In real systems, a 1.5TB logical restore can take 10–20 hours.
That is not DR. That is downtime.
Physical Backup Is the Baseline
For large PostGIS clusters, physical backup is mandatory.
Base Backup
pg_basebackup -D /backup/full -Fp -Xs -P
Important flags:
-Fp→ plain format (filesystem copy)-Xs→ stream WAL-P→ progress
At multi-terabyte scale:
- Network throughput becomes limiting factor
- Disk IOPS on source matter
- Backup duration must be measured under load
Do not measure base backup on idle systems.
WAL Archiving Is Not Optional
Enable WAL archiving:
archive_mode = on
archive_command = 'cp %p /archive/%f'
For PostGIS systems, monitor archive volume:
du -sh /archive/
Spatial workloads generate more WAL because:
- Geometry updates log full rows
- TOAST data logged
- GIST index updates logged
If archive disk fills: Primary stops.
Always monitor:
- Archive directory growth
- Replication slot retention
- WAL generation spikes during spatial batch jobs
Replication Slots: Hidden Disk Risk
If using streaming replication or logical slots:
SELECT slot_name,
pg_size_pretty(
pg_wal_lsn_diff(pg_current_wal_lsn(), restart_lsn)
) AS retained_wal
FROM pg_replication_slots;
If subscriber is slow:
- WAL accumulates
- Disk fills
- Primary crashes
In PostGIS clusters, this can happen faster due to large row size.
Alert on retained WAL size, not just replication delay in seconds.
Restore Time Is the Real KPI
Everyone measures backup success.
Few measure restore time.
Restore consists of:
- Copy base backup to new node
- Start recovery
- Replay WAL
- Load extensions
- Warm cache
- Application reconnect
Measure actual restore time:
time rsync -av /backup/full/ /var/lib/pgsql/data/
Then measure WAL replay duration from logs.
For 2TB clusters, realistic restore time is often:
- 2–6 hours minimum
- Longer under heavy WAL backlog
If your RTO expectation is 30 minutes, and you have never tested full restore, you are assuming.
PostGIS-Specific Restore Considerations
PostGIS is not just tables.
After restore, verify:
SELECT extname, extversion
FROM pg_extension
WHERE extname = 'postgis';
Confirm:
- Extension loads successfully
- GEOS / PROJ libraries match
- No missing shared library errors
OS-level mismatch can break spatial functions even if restore succeeds.
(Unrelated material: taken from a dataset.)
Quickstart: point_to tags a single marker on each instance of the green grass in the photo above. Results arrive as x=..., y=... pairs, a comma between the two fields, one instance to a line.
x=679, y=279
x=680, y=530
Backup Strategy Pattern That Works
For large PostGIS clusters:
- Weekly full base backup
- Continuous WAL archiving
- Replication standby for fast failover
- Quarterly full restore testing
- WAL retention sized for worst-case replay window
Never rely on a single method.
What Actually Fails in Real Incidents
In real production incidents, failures are rarely:
- Corrupted geometry
- Broken spatial queries
They are:
- Disk full due to WAL retention
- Backup incomplete due to IO bottleneck
- Restore too slow for SLA
- Archive directory filling silently
Backup strategy is capacity engineering, not checkbox compliance.
Final Operational Principle
If you have never:
- Restored your full multi-TB PostGIS cluster
- Measured end-to-end restore time
- Validated extension loading post-restore
- Simulated WAL-heavy recovery
Then you do not know your disaster recovery capability.
You only have backups.
In large PostGIS systems, restore predictability matters more than backup frequency.